Peter, you dont have much time! You need to start taking deep breaths RIGHT NOW, focus mentally on calming down this sensation that its about to burst, and remember MIND over MATTER! If you accomplish these things, you will indeed transcend as a not only one that abstained and warded off the bust of burnout, but also as an adventurous one with the strength to go right up until the edge.

—quail


How was your trip to the desert?

Hereby follows a full and accurate recounting of the ascended view I achieved on this mystical journey.

Alrighty then, picture this, if you will:
10 to 2 a.m., X, Yogi DMT and a box of Krispy Kremes
In my need-to-know post just outside of Area 51
Contemplating the whole “Chosen People” thingy
When just a flaming stealth banana split the sky
Like one would hope, but never really expect to see in a place like this
Cutting right angle donuts on a dime And stopping right on my Birkenstocks, and me yelping
“Holy fucking shit! Holy fucking shit! Holy fucking shit! Holy fucking shit! Holy fucking shit! Holy fucking shit! Holy fucking shit! Holy fucking shit!”

Then the X-Files being
Looking like some kind of blue-green Jackie Chan with Isabella Rossellini lips
And breath that reeked of vanilla Chig Champa
Did a slo-mo Matrix descent out of the butt-end of the banana vessel
And hovered above my bug-eyes, my gaping jaw
My sweaty L. Ron Hubbard upper lip and all I could think was
“I hope Uncle Martin here doesn’t notice that I pissed my fucking pants!”

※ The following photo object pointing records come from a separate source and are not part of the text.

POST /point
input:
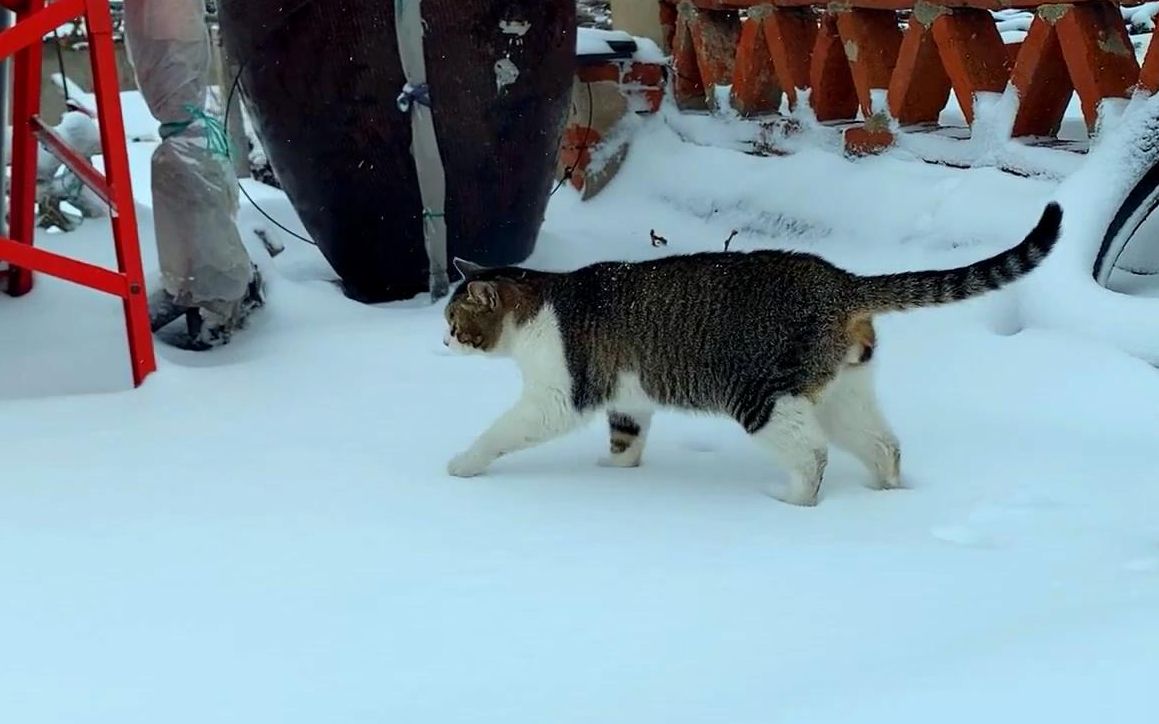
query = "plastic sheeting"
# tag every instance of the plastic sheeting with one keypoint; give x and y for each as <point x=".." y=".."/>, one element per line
<point x="195" y="194"/>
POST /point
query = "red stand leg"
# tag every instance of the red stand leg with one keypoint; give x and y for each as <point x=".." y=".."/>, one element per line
<point x="23" y="43"/>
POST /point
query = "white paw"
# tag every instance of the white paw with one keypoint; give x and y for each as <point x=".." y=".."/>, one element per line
<point x="894" y="483"/>
<point x="467" y="465"/>
<point x="618" y="461"/>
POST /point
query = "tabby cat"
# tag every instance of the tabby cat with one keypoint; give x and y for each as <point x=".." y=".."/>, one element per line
<point x="778" y="341"/>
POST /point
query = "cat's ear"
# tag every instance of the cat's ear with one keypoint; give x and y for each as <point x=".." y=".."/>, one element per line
<point x="467" y="269"/>
<point x="486" y="293"/>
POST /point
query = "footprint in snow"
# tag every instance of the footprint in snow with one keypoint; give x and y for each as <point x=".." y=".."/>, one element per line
<point x="964" y="536"/>
<point x="1149" y="564"/>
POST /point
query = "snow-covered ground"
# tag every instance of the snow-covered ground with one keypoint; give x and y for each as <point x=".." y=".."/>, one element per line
<point x="265" y="534"/>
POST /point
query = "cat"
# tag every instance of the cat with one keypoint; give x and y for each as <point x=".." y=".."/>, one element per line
<point x="779" y="341"/>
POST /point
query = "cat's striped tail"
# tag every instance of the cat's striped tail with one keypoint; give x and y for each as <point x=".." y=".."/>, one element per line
<point x="924" y="289"/>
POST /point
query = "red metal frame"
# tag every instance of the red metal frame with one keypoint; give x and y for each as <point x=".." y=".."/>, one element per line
<point x="23" y="42"/>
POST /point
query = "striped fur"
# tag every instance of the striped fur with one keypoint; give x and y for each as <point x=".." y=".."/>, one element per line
<point x="923" y="289"/>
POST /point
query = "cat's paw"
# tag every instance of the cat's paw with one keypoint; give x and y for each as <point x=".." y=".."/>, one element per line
<point x="467" y="465"/>
<point x="618" y="461"/>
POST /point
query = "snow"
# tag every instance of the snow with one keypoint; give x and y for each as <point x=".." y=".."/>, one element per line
<point x="267" y="533"/>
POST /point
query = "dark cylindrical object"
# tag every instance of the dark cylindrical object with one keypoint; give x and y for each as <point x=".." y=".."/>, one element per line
<point x="322" y="77"/>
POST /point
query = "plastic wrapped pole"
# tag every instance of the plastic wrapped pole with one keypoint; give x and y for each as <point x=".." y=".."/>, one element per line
<point x="415" y="99"/>
<point x="195" y="195"/>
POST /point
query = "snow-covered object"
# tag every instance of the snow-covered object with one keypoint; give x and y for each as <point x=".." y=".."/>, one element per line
<point x="195" y="191"/>
<point x="1063" y="293"/>
<point x="593" y="42"/>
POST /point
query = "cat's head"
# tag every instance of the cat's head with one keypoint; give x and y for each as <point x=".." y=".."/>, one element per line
<point x="487" y="308"/>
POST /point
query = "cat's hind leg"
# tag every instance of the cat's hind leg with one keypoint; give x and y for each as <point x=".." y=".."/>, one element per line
<point x="628" y="431"/>
<point x="851" y="417"/>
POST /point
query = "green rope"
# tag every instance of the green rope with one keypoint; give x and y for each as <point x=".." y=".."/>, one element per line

So light in his way, like an apparition
He had me crying out
“Fuck me, it’s gotta be The Deadhead Chemistry
The blotter got right on top of me
Got me seeing E-motherfucking-T!”
And after calming me down with some
Orange slices and some fetal spooning
E.T. revealed to me his singular purpose

He said, “You are The Chosen One
The One who will deliver the message
A message of hope for those who choose to hear it
And a warning for those who do not”

Me, The Chosen One? They chose me!
And I didn’t graduate from fuckin’ Caltech!

But I forgot my pen
Shit the bed again
Typical

Sunkist and Sudafed, gyroscopes and infrared
Won’t help, I’m braindead, can’t remember what they said
Goddamn, shit the bed!

Apologies to all the affected among you who will perish because I shit the bed instead of remembering my pen in the desert. I hope that this message is some consolation and that we can move forward as a school to overcome this great tragedy.